The analysis may help to explain why no new drugs for treating Alzheimer’s disease have been approved by the U.S. Food and Drug Administration since 2003. Currently only four drugs are on the market, and all four treat only the symptoms of Alzheimer’s disease without altering its course. However, when measured against the potential cost savings to the U.S. taxpayer over a 20-year horizon, therapeutics that delay the onset of Alzheimer’s disease or limit the progression of the disease can generate the equivalent of double-digit investment returns from the taxpayer’s perspective.

To quantify these potential cost savings, the authors used projections developed by the Alzheimer’s Association and found that savings could range from $813 billion to $1.5 trillion over a 30-year period, more than offsetting the cost of a $38 billion megafund. Domestically, the cost of treating Alzheimer’s disease is approximately $200 billion per year, of which an estimated 70 percent is covered by Medicare and Medicaid.

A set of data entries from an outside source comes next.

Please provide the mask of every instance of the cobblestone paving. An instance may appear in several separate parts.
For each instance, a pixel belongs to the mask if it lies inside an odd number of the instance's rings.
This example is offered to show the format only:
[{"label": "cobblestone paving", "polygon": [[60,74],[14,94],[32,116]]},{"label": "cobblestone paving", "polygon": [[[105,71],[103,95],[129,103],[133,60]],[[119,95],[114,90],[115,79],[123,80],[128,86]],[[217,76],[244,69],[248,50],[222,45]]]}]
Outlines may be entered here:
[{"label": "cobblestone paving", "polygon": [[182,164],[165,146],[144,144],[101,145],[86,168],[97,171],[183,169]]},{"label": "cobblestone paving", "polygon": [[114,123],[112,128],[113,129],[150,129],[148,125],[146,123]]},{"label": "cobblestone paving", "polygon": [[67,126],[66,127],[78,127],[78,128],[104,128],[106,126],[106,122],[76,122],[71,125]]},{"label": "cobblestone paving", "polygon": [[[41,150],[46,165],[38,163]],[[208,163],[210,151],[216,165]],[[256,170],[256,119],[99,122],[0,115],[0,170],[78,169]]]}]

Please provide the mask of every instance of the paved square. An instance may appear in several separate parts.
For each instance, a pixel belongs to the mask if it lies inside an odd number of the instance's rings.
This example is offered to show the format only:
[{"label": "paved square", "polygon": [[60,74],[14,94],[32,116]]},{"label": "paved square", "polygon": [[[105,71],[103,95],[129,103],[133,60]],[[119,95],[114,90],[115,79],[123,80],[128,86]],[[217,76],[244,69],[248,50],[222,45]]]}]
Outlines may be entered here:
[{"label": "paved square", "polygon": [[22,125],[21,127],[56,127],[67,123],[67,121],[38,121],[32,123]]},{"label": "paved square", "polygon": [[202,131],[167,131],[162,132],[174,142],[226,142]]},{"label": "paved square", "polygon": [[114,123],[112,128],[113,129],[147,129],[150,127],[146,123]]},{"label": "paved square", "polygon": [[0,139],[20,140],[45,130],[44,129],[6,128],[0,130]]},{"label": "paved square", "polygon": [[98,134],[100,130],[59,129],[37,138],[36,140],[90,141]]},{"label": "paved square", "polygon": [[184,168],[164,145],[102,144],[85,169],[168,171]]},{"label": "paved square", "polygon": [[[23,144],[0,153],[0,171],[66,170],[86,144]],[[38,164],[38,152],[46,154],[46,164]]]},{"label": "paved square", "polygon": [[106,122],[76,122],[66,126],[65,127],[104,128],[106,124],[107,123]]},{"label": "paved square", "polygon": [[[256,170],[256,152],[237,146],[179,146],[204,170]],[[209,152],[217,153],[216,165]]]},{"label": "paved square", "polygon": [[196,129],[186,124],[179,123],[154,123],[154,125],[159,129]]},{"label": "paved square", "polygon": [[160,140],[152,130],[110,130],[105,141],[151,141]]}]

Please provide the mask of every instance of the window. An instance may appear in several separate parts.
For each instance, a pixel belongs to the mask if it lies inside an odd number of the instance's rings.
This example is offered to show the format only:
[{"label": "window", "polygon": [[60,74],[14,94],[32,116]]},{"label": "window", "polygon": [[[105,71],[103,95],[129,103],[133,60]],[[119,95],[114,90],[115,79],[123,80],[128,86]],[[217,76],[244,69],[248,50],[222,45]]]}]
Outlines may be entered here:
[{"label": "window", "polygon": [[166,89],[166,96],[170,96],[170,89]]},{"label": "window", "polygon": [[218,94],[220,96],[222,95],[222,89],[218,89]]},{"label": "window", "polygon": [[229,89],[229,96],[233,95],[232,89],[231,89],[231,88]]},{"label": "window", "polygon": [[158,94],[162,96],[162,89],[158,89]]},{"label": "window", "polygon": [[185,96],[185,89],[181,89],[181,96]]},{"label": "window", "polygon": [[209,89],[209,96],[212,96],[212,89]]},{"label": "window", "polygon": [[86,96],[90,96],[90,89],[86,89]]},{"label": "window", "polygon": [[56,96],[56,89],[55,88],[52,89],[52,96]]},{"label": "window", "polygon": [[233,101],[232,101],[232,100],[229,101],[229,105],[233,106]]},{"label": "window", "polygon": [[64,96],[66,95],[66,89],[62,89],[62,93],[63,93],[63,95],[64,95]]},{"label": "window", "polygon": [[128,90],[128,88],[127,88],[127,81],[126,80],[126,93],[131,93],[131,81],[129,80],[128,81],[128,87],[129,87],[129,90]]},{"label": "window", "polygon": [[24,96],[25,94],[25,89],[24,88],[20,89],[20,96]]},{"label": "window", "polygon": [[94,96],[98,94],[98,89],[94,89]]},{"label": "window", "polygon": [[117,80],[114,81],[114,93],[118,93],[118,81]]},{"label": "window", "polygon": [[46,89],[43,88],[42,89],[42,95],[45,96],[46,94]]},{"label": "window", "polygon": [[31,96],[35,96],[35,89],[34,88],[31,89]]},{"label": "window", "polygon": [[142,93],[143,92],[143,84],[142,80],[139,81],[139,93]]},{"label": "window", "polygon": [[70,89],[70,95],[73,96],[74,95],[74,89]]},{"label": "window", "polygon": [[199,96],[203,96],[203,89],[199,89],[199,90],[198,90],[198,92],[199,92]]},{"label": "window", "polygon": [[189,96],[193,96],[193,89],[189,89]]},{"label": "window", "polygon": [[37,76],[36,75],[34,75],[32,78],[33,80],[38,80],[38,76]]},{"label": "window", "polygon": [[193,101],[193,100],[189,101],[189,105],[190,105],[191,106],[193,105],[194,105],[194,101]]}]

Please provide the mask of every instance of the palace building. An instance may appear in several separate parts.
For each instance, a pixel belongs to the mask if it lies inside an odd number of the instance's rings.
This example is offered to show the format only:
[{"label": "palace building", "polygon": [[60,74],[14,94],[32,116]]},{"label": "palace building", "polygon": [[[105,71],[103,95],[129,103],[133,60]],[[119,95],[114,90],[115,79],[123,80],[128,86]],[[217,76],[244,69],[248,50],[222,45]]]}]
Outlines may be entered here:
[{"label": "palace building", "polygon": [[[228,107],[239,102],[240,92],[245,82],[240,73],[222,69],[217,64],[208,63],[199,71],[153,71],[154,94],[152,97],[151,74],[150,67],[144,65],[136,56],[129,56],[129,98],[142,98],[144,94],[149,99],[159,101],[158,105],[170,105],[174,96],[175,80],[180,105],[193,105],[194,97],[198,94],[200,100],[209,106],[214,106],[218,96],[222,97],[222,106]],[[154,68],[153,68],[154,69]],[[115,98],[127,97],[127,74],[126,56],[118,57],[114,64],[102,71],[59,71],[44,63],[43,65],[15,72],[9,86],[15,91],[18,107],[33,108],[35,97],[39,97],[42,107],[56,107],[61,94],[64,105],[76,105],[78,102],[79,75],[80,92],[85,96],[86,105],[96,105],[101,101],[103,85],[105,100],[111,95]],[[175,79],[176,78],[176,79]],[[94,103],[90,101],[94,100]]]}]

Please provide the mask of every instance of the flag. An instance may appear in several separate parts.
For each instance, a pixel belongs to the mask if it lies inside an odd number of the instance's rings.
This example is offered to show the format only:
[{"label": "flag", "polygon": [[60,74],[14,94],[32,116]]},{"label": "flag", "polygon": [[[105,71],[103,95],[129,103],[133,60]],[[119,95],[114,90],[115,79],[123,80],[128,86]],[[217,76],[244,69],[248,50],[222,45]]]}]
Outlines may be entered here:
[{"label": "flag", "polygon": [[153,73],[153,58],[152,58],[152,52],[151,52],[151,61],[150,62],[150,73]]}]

Total related costs worldwide are already estimated to be about 1 percent of global gross domestic product.

Given that Alzheimer’s disease has the potential to bankrupt medical systems — the Alzheimer’s Association projects that the costs of care could soar to $1 trillion in the U.S. by 2050 — governments around the world have a strong incentive to invest more heavily in the development of Alzheimer’s disease therapeutics and catalyze greater private-sector participation.

“Unless government funding for basic research in the molecular biology of neurodegenerative diseases increases dramatically in the near future,” Kosik said, “it seems unlikely that the private sector will be able to produce effective Alzheimer’s disease therapies over the next few decades.”

Although the implications of the simulation seem clear, the authors acknowledge the need for much more research to calibrate the parameters of their analysis as well as to develop a more comprehensive set of potential Alzheimer’s disease targets with which to compute investment returns.

“My colleagues and I hope that this simulation will be the starting point for a more active collaboration among all stakeholders to explore the potential of a public-private partnership focused on Alzheimer’s disease therapeutics,” Kosik concluded.